Ebola case reported in Ivory Coast after Guinea outbreak
The 18-year-old woman from Guinea now undergoing treatment for Ebola in Abidjan had arrived Thursday by bus
A patient has tested positive for Ebola in Abidjan, a city of more than 4 million people, marking the first case of the disease in Ivory Coast in more than a quarter century, the World Health Organization said.
Health officials said it was not immediately known whether the case was linked to an outbreak earlier this year in neighboring Guinea, which had been declared over in mid-June.
The 18-year-old Guinean woman now undergoing treatment in Abidjan had arrived Thursday by bus, raising fears that others may have become infected during her journey.
Ivorian Health Minister Pierre N’Gou Demba said the woman tested positive the following day, “and was diagnosed and treated immediately by our health services.”
It was not immediately known whether anyone else had fallen ill with Ebola in Guinea.
Ebola is transmitted by coming into contact with the bodily fluids of an infected person or contaminated materials. However, the early symptoms of fever and muscle aches resembles other common diseases like malaria.
“Further investigation and genomic sequencing will identify the strain and determine if there is a connection between the two outbreaks,” WHO said Saturday.
The area where the young woman began her journey in north-central Guinea is over 760 kilometers (472 miles) from Gouecke, where this year’s earlier Ebola outbreak took place.
The new case also marks the first time since the 2014-2016 Ebola epidemic that an outbreak has erupted in a city as large as Abidjan.
“It is of immense concern that this outbreak has been declared in Abidjan, a metropolis of more than 4 million people,” said Dr. Matshidiso Moeti, WHO’s regional director for Africa. “However, much of the world’s expertise in tackling Ebola is here on the continent and Ivory Coast can tap into this experience.”
The 2014-2016 epidemic, which began in rural Guinea, eventually spread to the capitals of Guinea, Sierra Leone and Liberia. More than 11,325 people died in what became the largest Ebola outbreak in history.
In the years since, two vaccines and new treatments have been developed to treat the hemorrhagic fever that once killed more than half its victims. Those tools helped to end outbreaks in Congo and another in Guinea this year.

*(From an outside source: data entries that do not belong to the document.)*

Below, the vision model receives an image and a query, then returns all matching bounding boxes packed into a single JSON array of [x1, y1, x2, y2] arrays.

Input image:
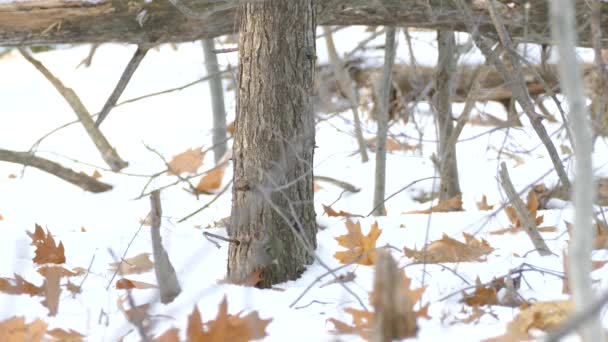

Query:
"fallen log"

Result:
[[0, 0, 608, 47]]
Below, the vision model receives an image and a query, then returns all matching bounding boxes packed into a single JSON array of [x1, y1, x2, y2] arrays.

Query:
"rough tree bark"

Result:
[[203, 39, 228, 164], [548, 0, 604, 342], [373, 27, 396, 216], [0, 0, 608, 47], [228, 0, 316, 287], [433, 31, 460, 201]]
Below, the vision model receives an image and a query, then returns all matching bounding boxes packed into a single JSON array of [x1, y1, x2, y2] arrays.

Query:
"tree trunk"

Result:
[[228, 0, 316, 287], [434, 31, 460, 201], [203, 39, 228, 164], [548, 0, 604, 342], [373, 27, 396, 216]]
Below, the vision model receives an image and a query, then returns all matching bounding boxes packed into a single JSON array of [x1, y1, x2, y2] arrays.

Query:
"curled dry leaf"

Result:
[[321, 204, 364, 217], [46, 328, 84, 342], [91, 170, 102, 179], [155, 297, 272, 342], [167, 147, 205, 175], [405, 195, 462, 214], [0, 317, 47, 342], [196, 163, 227, 194], [27, 224, 65, 264], [116, 278, 158, 290], [485, 300, 574, 342], [476, 195, 494, 210], [0, 274, 44, 296], [403, 233, 494, 263], [462, 277, 498, 307], [334, 220, 382, 265], [110, 253, 154, 275]]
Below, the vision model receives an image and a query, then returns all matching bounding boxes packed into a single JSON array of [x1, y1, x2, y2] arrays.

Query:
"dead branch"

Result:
[[0, 0, 608, 47], [150, 190, 182, 304], [499, 162, 553, 256], [456, 0, 570, 194], [19, 48, 129, 172], [0, 149, 112, 192], [95, 45, 150, 127]]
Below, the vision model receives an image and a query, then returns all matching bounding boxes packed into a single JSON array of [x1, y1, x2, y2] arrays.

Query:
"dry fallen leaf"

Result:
[[462, 277, 498, 307], [196, 163, 227, 194], [226, 121, 235, 137], [366, 137, 420, 152], [0, 317, 47, 342], [0, 274, 44, 296], [321, 204, 364, 217], [110, 253, 154, 275], [46, 328, 84, 342], [116, 278, 158, 290], [167, 147, 205, 175], [154, 297, 272, 342], [485, 300, 574, 342], [477, 195, 494, 210], [403, 233, 494, 263], [405, 195, 462, 214], [27, 224, 65, 264], [91, 170, 101, 179], [334, 220, 382, 265]]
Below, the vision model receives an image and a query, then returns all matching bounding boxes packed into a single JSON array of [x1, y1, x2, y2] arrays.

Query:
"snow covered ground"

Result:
[[0, 28, 608, 341]]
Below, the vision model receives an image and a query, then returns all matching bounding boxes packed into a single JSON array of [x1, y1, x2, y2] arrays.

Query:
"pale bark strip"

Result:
[[456, 0, 570, 189], [19, 49, 129, 172], [0, 149, 112, 192], [370, 250, 418, 342], [203, 39, 228, 164], [548, 0, 604, 342], [433, 31, 460, 201], [499, 162, 552, 256], [95, 45, 150, 127], [323, 27, 369, 163], [373, 27, 396, 216], [150, 190, 182, 304]]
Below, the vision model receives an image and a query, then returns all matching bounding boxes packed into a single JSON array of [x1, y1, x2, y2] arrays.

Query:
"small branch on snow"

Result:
[[150, 190, 182, 304], [19, 48, 129, 171], [500, 162, 553, 256], [95, 45, 150, 127], [0, 149, 112, 192]]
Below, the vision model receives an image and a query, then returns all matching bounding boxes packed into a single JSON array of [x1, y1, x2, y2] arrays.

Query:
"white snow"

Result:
[[0, 28, 608, 341]]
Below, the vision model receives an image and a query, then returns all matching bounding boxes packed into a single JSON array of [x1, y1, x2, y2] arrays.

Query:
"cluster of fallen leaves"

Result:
[[167, 148, 229, 194], [154, 297, 272, 342], [0, 317, 84, 342], [0, 224, 86, 341]]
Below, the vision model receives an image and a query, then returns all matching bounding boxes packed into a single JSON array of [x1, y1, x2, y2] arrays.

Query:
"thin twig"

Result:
[[0, 149, 112, 192], [499, 162, 553, 256], [177, 179, 232, 223], [95, 45, 151, 127], [365, 176, 438, 217], [19, 48, 129, 171]]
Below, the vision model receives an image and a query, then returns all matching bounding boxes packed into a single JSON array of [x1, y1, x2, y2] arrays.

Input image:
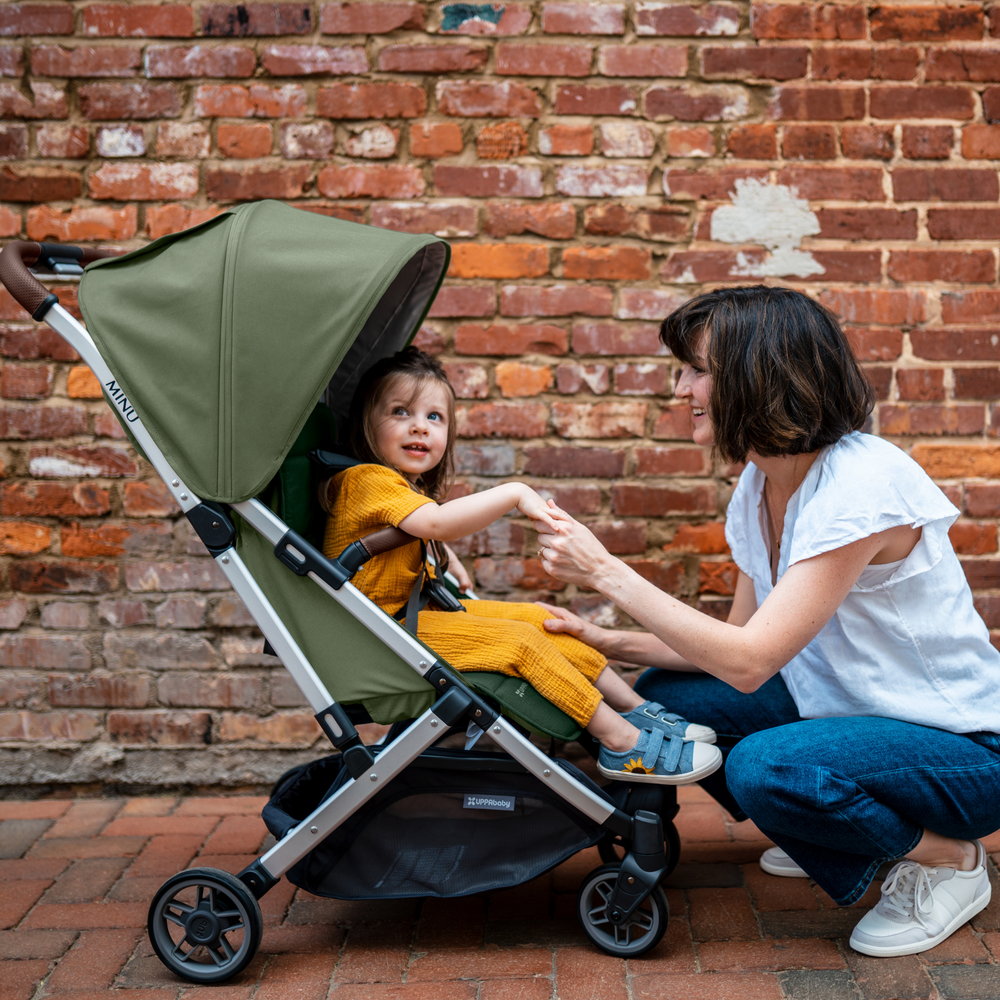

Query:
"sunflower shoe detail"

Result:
[[597, 729, 722, 785], [618, 701, 716, 743]]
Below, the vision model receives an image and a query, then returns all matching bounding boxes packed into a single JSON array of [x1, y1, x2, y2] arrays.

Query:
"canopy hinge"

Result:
[[187, 500, 236, 556]]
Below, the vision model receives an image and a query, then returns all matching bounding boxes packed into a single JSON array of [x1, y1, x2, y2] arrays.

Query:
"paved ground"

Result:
[[0, 788, 1000, 1000]]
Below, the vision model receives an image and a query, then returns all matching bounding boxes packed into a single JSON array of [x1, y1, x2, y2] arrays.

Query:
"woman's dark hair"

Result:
[[348, 347, 455, 500], [660, 285, 875, 462]]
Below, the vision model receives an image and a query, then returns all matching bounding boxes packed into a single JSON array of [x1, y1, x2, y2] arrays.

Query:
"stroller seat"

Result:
[[260, 402, 583, 742]]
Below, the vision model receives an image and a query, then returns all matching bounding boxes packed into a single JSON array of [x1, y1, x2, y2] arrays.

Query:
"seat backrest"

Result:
[[262, 403, 337, 548]]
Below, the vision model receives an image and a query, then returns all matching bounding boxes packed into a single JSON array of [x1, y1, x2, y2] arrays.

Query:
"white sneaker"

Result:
[[760, 847, 809, 878], [851, 841, 990, 958]]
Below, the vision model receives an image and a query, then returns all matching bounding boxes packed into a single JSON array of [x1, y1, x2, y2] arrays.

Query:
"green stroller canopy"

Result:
[[80, 201, 450, 503]]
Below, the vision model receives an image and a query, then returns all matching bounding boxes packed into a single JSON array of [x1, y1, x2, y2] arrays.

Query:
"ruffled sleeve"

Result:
[[785, 433, 959, 582]]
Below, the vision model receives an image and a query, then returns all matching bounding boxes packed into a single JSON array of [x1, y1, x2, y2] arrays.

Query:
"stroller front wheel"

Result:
[[576, 865, 670, 958], [146, 868, 264, 983]]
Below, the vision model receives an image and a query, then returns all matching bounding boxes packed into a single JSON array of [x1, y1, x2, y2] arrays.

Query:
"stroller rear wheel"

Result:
[[147, 868, 264, 983], [576, 864, 670, 958]]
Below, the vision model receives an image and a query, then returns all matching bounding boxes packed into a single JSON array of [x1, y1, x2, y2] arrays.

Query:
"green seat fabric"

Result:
[[261, 403, 337, 549], [462, 671, 583, 740]]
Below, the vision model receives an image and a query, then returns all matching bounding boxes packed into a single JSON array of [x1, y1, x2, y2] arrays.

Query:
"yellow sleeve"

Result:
[[344, 465, 434, 528]]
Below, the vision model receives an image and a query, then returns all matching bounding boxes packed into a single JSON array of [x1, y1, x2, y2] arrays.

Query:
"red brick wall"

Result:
[[0, 0, 1000, 786]]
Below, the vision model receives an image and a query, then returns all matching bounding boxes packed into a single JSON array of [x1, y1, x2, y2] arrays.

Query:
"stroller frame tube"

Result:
[[44, 294, 631, 876]]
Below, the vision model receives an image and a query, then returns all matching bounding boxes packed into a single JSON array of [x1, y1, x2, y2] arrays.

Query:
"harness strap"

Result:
[[392, 542, 466, 635]]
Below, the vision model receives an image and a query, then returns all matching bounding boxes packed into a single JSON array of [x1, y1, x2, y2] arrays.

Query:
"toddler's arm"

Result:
[[399, 483, 558, 542]]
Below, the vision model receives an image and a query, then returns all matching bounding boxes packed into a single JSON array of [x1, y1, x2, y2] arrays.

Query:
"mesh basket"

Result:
[[263, 749, 610, 899]]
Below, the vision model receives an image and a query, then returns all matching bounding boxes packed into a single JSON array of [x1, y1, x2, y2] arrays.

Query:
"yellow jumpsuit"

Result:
[[323, 465, 608, 726]]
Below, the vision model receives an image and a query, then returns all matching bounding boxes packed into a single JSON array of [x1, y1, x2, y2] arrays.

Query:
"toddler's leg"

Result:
[[466, 601, 608, 680], [417, 601, 601, 726], [418, 602, 722, 784]]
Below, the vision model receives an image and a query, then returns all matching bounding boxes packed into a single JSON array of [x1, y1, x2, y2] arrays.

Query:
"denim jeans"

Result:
[[635, 669, 1000, 906]]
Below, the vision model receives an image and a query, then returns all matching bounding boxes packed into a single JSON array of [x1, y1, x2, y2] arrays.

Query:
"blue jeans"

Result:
[[635, 669, 1000, 906]]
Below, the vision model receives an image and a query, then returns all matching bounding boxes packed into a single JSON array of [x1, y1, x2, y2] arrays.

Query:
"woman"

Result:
[[536, 287, 1000, 956]]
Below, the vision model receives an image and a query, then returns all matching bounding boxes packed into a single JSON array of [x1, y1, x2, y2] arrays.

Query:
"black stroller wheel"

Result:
[[597, 822, 681, 878], [576, 864, 670, 958], [147, 868, 264, 983]]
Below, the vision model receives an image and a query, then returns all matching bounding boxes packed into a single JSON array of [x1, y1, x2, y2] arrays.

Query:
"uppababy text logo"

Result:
[[104, 379, 139, 424], [463, 795, 514, 812]]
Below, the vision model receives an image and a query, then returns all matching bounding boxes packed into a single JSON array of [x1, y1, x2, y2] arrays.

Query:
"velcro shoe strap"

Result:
[[635, 729, 666, 770], [660, 736, 684, 773]]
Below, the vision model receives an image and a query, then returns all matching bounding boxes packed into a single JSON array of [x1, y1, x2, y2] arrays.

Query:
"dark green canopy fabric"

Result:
[[80, 201, 450, 503]]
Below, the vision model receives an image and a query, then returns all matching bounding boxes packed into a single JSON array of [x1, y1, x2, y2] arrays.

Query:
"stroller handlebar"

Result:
[[0, 240, 122, 319]]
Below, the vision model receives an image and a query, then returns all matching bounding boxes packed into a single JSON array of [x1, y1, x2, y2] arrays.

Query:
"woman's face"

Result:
[[674, 334, 715, 447]]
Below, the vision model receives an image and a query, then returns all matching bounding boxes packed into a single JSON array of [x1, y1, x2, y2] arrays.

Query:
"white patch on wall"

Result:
[[712, 178, 825, 278]]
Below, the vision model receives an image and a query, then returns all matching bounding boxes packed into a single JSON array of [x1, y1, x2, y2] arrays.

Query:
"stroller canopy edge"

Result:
[[80, 201, 450, 503]]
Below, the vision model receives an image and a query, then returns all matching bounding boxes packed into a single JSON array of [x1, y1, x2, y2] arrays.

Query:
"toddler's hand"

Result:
[[517, 486, 559, 531]]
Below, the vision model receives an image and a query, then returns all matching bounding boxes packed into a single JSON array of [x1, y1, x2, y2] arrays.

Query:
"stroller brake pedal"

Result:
[[465, 722, 483, 750]]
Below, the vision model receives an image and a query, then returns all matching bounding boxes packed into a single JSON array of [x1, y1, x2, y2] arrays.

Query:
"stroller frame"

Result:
[[0, 241, 677, 983]]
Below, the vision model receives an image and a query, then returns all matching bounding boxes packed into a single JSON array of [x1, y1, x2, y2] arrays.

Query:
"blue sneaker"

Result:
[[597, 729, 722, 785], [618, 701, 715, 743]]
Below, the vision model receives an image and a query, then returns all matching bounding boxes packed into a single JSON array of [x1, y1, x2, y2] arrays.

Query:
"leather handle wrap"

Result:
[[360, 527, 417, 556], [0, 240, 50, 316], [0, 240, 123, 319]]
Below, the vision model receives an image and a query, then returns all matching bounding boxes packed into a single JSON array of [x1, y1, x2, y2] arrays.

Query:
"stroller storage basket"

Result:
[[263, 749, 604, 899]]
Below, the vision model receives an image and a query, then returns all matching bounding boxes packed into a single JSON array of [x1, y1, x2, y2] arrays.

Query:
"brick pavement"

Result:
[[0, 788, 1000, 1000]]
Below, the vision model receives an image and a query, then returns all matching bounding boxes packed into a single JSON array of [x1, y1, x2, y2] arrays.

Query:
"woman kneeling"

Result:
[[537, 287, 1000, 956]]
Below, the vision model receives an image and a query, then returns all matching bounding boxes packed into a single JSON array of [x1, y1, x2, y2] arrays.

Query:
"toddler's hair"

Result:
[[348, 347, 455, 501]]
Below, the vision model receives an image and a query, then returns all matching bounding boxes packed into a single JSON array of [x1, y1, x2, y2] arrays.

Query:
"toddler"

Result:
[[323, 347, 722, 784]]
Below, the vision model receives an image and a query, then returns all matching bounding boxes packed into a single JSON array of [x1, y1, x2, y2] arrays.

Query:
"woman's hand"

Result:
[[442, 543, 472, 593], [535, 500, 620, 590], [535, 601, 609, 655]]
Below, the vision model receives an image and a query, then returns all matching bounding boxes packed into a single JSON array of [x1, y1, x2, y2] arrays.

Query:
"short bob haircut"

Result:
[[348, 347, 455, 501], [660, 285, 875, 462]]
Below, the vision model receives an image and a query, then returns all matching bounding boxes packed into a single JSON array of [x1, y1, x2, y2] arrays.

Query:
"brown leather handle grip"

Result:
[[360, 527, 417, 557], [0, 240, 121, 319]]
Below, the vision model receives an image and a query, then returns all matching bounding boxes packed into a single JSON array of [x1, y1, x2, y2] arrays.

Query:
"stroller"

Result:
[[0, 201, 679, 984]]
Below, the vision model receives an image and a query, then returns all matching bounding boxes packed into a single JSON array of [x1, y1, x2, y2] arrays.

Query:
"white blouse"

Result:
[[726, 432, 1000, 733]]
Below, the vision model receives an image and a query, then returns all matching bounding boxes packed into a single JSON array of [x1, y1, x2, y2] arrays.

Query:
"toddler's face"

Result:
[[375, 381, 448, 483]]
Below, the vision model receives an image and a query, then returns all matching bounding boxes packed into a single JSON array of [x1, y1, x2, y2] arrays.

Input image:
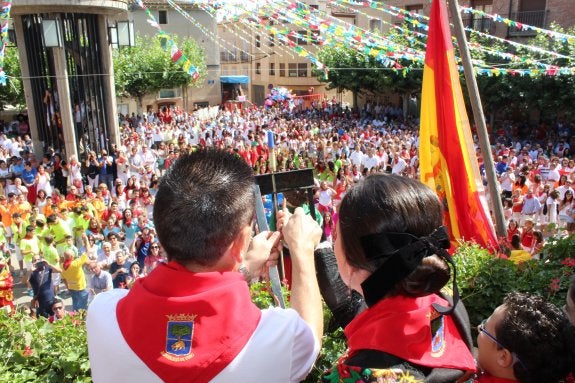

However, researchers have said there’s evidence the Ebola virus can lurk in the body long after symptoms end. Researchers say the 2021 outbreak that killed a dozen people may have been sparked by a survivor of the 2014-2016 epidemic.
Scientists have previously documented Ebola survivors who inadvertently infected others long after they had recovered, but such rare cases have not prompted outbreaks. In 2018, doctors published a study about a Liberian woman who probably caught Ebola in 2014 but then infected three relatives about a year later.
A man pushes a wheel barrow full of fish from boats in a fishing market on November 19, 2015 in Conakry, Guinea. Guinea is currently counting down the necessary 42 days period required without a new Ebola case, to be fully declared free of the disease. The last patient in the country, a three week old baby girl called Nubia whos mother died in October was released earlier this week after being given the all clear. Latest figures from the World Health Organization (WHO), reckon that the epidemic has left approximately 11,300 dead, mainly in the west African states of Guinea, Liberia and Sierra Leone. (Photo by Dan Kitwood/Getty Images)
Health officials have also warned that men can sometimes infect others long after they seem to have recovered — the virus can persist in semen for more than a year.
Guinea is also trying to contain a rare outbreak of Marburg virus, another hemorrhagic fever disease that belongs to the same family as Ebola. At least one person has died from the disease in southeastern Guinea.